Feature
Signal to noise: calculating the high-resolution-audio reality-to-hype ratio
Is high-resolution audio a "sound" investment, or will it bring your next design to a crashing halt in the market?
By Brian Dipert, Technical Editor -- EDN, 2/6/2003
|
Music labels and equipment suppliers hope that high-resolution-audio formats, such as DVD-Audio and SACD (Super Audio CD), will be the latest in a string of mostly successful upgrade "pitches" (Reference 1). Beginning with the 78-rpm record and
quarter-inch tape, the audio industry has sold consumers on a series of claimed
ever-higher quality formats: 33.3-rpm albums, 45-rpm singles, and eight-track
tapes, all of which audio CDs and cassettes and, less successfully, DAT and
MiniDiscs have now superseded. Along the way, consumers have upgraded their
audio gear, refreshed their music libraries, and purchased more expensive
variants of new music. With history as a guide to future trends, why should this
latest format jump be any different?
Well, with every generation up-tick, the incremental quality improvement has diminished. I'd argue, in fact, that the reason that audio CDs so quickly supplanted LPs had little or nothing to do with higher sonic quality, and the even more rapid acceptance of degraded-quality MP3 and other lossy- compression formats supports this claim. The embrace of the audio CD was all about portability and durability, not first-play sound quality, and some folks still insist that LPs sound better. The latest audio formats often offer surround sound, which is a credible upgrade motivator for at least some consumers. But will large samples and high sample rates further increase consumers' temptations to pull out their wallets? Will consumers care about these features? Or, as the actions of Sony (which refused to label recent two-channel re-releases of the Rolling Stones' library as the hybrid SACDs they in fact were and sells them at conventional-CD prices) suggest, will the plethora of formats have a detrimental effect on sales?

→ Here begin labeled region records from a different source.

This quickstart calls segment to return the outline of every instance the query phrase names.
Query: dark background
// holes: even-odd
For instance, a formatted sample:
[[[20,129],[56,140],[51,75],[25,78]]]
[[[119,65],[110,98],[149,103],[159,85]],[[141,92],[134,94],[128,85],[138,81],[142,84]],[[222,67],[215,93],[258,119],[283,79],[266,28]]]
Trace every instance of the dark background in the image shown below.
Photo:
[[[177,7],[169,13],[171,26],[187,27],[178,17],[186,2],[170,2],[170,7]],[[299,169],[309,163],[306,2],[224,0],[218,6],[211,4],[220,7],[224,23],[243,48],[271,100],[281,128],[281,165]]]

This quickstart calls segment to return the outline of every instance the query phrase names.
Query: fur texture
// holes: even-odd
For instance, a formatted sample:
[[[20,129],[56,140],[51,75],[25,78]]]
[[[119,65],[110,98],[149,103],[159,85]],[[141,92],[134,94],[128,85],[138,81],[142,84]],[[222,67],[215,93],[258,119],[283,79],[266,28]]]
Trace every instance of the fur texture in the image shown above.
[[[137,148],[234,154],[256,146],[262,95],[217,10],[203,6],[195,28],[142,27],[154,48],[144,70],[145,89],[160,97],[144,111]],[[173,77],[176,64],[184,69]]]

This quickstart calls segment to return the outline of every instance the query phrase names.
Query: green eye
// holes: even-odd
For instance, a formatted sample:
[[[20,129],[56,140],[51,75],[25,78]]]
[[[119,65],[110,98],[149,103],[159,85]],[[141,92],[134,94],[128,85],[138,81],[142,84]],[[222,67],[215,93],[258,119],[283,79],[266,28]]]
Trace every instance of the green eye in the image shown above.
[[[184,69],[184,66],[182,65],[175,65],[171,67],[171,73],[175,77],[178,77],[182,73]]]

What's the theory behind the auditory benefit claims of the new high-resolution formats? And how well does this theory hold up outside the laboratory—that is, in the real world? To set a framework for the discussion that follows, let's make sure we're using the same vocabulary, and the same definitions for the words in that vocabulary. I adapted the descriptions that follow from an Analog Devices application note (Reference 2):
- Decibel: describes the sound-level (sound-pressure-level) ratio or power and voltage ratios; dBVOLTS=20×log(Vo/Vi), dBWATTS=10×log(Po/Pi), dBSPL=20×log(Po/PI).
- Dynamic range: the difference between the loudest and the quietest representable signal level or, if noise is present, the difference between the loudest (maximum level) signal to the noise floor; measured in decibels; dynamic range=(peak level)–(noise floor) dB.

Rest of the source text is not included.